COMMENT FONCTIONNE LA COMMISSION DE CLASSIFICATION EN FRANCE ?PHILIPPE ROUYER REPOND...
Pourquoi toute cette agitation pour une interdiction aux moins de 18 ans au lieu d'un moins de 16 ans ? Parce que, économiquement, la différence est énorme pour l'exploitation du film. De nombreuses salles (et notamment UGC) ont fait savoir qu'elles ne passeraient plus de film interdits aux moins de 18 ans. Aux dernières nouvelles, CGR était plutôt sur cette ligne et il y a risque que "Pathé" et "Gaumont" s'alignent. Auquel cas quel parc de salles restera-t-il ? Je doute fort que les salles "Art et essai", avec les obligations qu'elles ont dans leur programmation, se battent pour diffuser un tel film. La vente à la télévision (nécessaire dans la rentabilisation d'un film aujourd'hui) devient ultra-limitée. La faute au CSA qui refuse de faire la différence pour les conditions de diffusion TV entre le "18 ans" et le X. Donc un film interdit aux moins de 18 ans ne peut passer que sur une chaîne cryptée (et payante) entre minuit et cinq heures du matin. Sans même parler du prix d'achat infiniment moindre que pour une diffusion à partir de 22h30 (le régime pour les moins de 16 ans), ça limite les chaînes aptes à la diffusion. C'est ainsi que Zootrope, le distributeur de
Quand l'embryon part braconner a vu son budget remis en cause par cette interdiction inattendue aux moins de 18 ans sur ce film de patrimoine. Car il a dû renoncer au pré-achat de la chaine Arte qui n'avait plus le droit de passer le film (même la nuit puisqu'elle n'est pas cryptée). Si
Martyrs écope finalement du 18 ans, Canal + (qui a pourtant mis de l'argent dans la production) ne pourra le passer que sur la case de son porno mensuel. Les grosses enseignes de vente de DVD hésitent de plus en plus à vendre les galettes des films interdits aux moins de 18 ans.
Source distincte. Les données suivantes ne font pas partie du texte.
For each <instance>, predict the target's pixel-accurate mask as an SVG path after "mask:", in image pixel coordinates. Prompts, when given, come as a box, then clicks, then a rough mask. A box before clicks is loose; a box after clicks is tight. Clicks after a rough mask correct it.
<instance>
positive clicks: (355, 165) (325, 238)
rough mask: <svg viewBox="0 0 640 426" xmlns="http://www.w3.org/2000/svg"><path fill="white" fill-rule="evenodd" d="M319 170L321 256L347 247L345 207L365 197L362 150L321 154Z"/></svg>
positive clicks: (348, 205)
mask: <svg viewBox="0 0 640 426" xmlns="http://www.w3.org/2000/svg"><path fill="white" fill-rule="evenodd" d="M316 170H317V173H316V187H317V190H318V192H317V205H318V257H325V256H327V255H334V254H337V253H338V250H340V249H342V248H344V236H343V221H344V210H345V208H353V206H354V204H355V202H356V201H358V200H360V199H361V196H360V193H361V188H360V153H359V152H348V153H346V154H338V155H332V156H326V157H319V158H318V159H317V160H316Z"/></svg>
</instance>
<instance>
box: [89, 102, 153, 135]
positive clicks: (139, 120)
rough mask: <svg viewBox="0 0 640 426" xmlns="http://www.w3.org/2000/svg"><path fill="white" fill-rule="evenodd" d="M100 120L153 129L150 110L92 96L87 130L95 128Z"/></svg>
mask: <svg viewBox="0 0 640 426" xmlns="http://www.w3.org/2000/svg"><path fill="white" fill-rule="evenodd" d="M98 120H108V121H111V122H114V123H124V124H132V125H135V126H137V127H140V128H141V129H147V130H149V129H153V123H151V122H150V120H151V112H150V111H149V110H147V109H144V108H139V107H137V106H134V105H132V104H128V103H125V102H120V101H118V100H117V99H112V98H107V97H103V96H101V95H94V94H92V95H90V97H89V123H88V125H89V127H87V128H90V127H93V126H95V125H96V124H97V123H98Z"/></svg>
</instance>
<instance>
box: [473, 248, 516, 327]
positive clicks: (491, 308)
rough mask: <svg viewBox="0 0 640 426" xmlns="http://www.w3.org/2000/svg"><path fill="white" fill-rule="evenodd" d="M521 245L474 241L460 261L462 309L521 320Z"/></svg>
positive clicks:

Mais cette interdiction a plutôt réussi à Saw 3 ? De fait,
Saw 3 a mieux marché en salles que les 3 autres films de sa franchise. Mais il faut rappeler que c'était le premier film à écoper de ce "18 ans" pour des raisons autres que des scènes de sexe et il a en cela bénéficié d'une énorme publicité. À l'époque, il a été exploité dans le réseau UGC et dans tous les multiplexes de France. Ce qui dans les faits a causé pas mal de soucis aux exploitants. La plupart ont dû engager des frais supplémentaires pour recruter spécialement un employé du type videur afin de décourager les jeunes qui souhaitaient rentrer dans la salle sans avoir l'âge requis. Par ailleurs des incidents avec dégâts matériels ont été à déplorer dans certaines salles. Pour toutes ces raisons et aussi vis-à-vis de son image, UGC a annoncé que, désormais, elle ne passerait plus ces films à moins de 18 ans. Le distributeur a eu un manque à gagner sur la vente TV, mais moindre que pour
L'Embryon et que le film de Laugier (s'il écopait du 18 ans) car
Saw 3 était déjà rentabilisé sur le marché américain.
Mais autrefois il y avait des tas de classiques interdits aux moins de 18 ans (d'Orange mécanique à Massacre à la tronçonneuse) et personne ne trouvait rien à redire. Pourquoi protester sur les moins de 18 ans des films d'aujourd'hui ? Tout simplement parce qu'avant le décret de 1990, le précédent texte fixait les limites d'âge à 13 et 18 ans. Et que le 18 ans d'alors correspondait à notre 16 ans d'aujourd'hui. D'ailleurs tous les 18 ans d'avant 1990 ont été rabaissés automatiquement à 16. Ainsi Massacre à la tronçonnneuse mais aussi
Salo,
Cannibal Holocaust et bien d'autres films d'une violence inouïe sont accessibles à partir de 16 ans alors que
Saw 3 est interdit aux moins de 18 ans. Ajoutons que les jeunes ne vivent pas dans une bulle. Sans parler du piratage, il y a possibilités de télécharger les films sur Internet et les DVD sont faciles à voir même pour un moins de 18 ans.
L'écueil serait donc que des films d'horreur un peu durs ne puissent plus guère passer en salle et à la TV à cause d'un 18 ans et se retrouvent dans le ghetto du "direct to vidéo", comme le film X en définitive qui y a laissé ses ambitions artistiques (conséquence de la réduction drastique de ses budgets). C'est particulièrement préoccupant pour le cinéma d'horreur français car il y aura une autocensure en amont pour éviter le "moins de 18 ans", voire un refus de produire ce genre de films.